First Pentagon software chief resigns, claims U.S. has already lost cyber battle to China

The Pentagon’s first chief software officer has resigned over the Defense Department’s lagging efforts to shore up cyber defenses and technology development, saying he believes the U.S. has already lost out to China in the realm.

Nicolas Chaillan said he believes the U.S. will have “no competing chance against China” within a few decades because the DoD and Congress, in general, have been too slow in developing cyber technologies that protect critical infrastructure from attack.

“We have no competing fighting chance against China in 15 to 20 years. Right now, it’s already a done deal; it is already over in my opinion,” he told the Financial Times in his first interview with a media outlet since he resigned, adding there’s “good reason to be angry” about it.

In addition to a lack of effort and investment by the Pentagon, Chaillan also blamed federal overregulation and the refusal of top U.S. tech companies to assist the federal government in technology research and development in the cyber sector, leaving America lagging behind Chinese advances.

“Whether it takes a war or not is kind of anecdotal,” he told the Financial Times, adding that he sees China positioning itself for global domination so it can control all geopolitical events as well as the media narratives. He also noted that U.S. cyber-defenses for several government agencies were at “kindergarten level.”

The former cyber chief also cited Google for being too reluctant to work with the Defense Department on artificial intelligence, as well as “extensive debates over AI ethics for slowing the U.S. down,” the outlet noted.

By comparison, Chinese firms are tied to the state and are obligated to work on behalf of, and with, the Communist government in China, and as such were making a “massive investment” into AI without any regard to ethical concerns.

Chaillan laid out his concerns along with his reasons for resigning in a letter posted to LinkedIn on Sept. 2.

“I realize more clearly than ever before that, in 20 years from now, our children, both in the United States and our Allies’, will have no chance competing in a world where China has the drastic advantage of population over the US,” he wrote.

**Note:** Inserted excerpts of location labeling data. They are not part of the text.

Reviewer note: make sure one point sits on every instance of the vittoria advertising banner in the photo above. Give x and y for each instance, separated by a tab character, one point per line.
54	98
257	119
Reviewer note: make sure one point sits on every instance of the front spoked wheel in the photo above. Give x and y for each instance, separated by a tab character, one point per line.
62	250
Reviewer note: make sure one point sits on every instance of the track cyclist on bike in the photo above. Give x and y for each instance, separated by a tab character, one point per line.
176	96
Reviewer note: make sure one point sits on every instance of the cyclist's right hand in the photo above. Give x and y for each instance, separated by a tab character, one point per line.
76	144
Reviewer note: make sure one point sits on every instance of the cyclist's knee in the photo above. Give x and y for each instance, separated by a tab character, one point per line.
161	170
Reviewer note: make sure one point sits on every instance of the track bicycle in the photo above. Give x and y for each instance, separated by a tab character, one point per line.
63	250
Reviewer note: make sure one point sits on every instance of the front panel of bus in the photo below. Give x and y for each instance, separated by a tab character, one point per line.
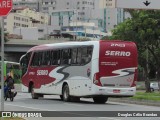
117	67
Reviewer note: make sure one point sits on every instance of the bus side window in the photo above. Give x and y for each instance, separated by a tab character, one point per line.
86	55
66	56
79	56
74	56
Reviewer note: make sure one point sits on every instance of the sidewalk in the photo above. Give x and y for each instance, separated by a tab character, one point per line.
135	101
123	100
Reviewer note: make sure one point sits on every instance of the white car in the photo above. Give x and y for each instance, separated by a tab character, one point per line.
154	86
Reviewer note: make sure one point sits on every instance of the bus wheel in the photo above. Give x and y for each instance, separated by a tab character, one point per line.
100	99
75	99
34	95
66	96
61	96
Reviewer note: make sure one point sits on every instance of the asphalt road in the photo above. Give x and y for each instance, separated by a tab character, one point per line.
85	109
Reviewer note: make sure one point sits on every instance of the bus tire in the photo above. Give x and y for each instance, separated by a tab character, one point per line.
66	96
34	95
100	99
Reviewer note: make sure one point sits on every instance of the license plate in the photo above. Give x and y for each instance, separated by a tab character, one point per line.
116	91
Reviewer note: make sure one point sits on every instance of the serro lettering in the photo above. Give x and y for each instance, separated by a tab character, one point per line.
119	45
117	53
42	72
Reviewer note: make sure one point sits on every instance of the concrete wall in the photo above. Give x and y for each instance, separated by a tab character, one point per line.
27	33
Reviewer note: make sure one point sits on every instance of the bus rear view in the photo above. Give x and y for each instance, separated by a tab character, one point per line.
117	74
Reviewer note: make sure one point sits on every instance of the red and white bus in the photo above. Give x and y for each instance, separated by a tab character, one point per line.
95	69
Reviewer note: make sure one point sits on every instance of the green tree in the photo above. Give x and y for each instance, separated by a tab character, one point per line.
144	29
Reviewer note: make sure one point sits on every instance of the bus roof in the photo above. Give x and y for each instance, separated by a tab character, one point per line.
10	62
70	44
61	45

“If the US can’t match the booming, hardworking population in China, then we have to win by being smarter, more efficient, and forward-leaning through agility, rapid prototyping and innovation. We have to be ahead and lead. We can’t afford to be behind,” Chaillan wrote.

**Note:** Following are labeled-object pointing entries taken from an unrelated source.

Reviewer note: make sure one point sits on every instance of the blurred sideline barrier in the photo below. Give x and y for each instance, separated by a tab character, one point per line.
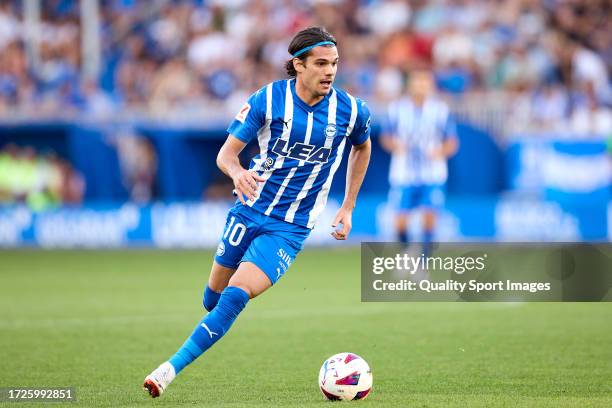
199	225
532	188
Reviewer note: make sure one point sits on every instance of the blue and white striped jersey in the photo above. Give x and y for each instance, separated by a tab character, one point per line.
301	147
422	130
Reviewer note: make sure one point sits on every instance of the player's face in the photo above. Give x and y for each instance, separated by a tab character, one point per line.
319	70
421	84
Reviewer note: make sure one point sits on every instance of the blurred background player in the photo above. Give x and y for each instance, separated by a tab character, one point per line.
302	126
420	135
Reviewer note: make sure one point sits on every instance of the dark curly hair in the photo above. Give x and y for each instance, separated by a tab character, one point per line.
303	39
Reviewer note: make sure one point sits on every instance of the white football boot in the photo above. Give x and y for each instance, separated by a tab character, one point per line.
157	382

He went on to claim that during his employment at the Pentagon he was “underutilized and poorly leveraged.” Chaillan also blasted the Pentagon’s leadership for understaffing information technology (IT) departments within DoD.

“I told my leadership that I could have fixed Enterprise IT in 6 months if empowered. Yet with my 22 years of expertise running IT innovation, I was underutilized and poorly leveraged by the DOD, as most of my time was wasted trying to convince folks to engage with me and consider more relevant and efficient solutions, while I watched as they continued to deliver capabilities that do not meet the basic needs of our warfighters,” Chaillan noted.

“The DoD should stop pretending they want industry folks to come and help if they are not going to let them do the work. While we wasted time in bureaucracy, our adversaries moved further ahead,” he added.

“I, as have many of us, have been trying for 3 years now to convince various teams to partner and merge work across the Department,” Chaillan continued. “We don’t need different stacks just for the sake of egos.

“There are 100,000 software developers in the DoD. We are the largest software organization on the planet, and we have almost no shared repositories and little to no collaboration across DoD Services,” he noted. “We need diversity of options if there are tangible benefits to duplicating work. Not because of silos created purposefully to allow senior officials to satisfy their thirst for power.”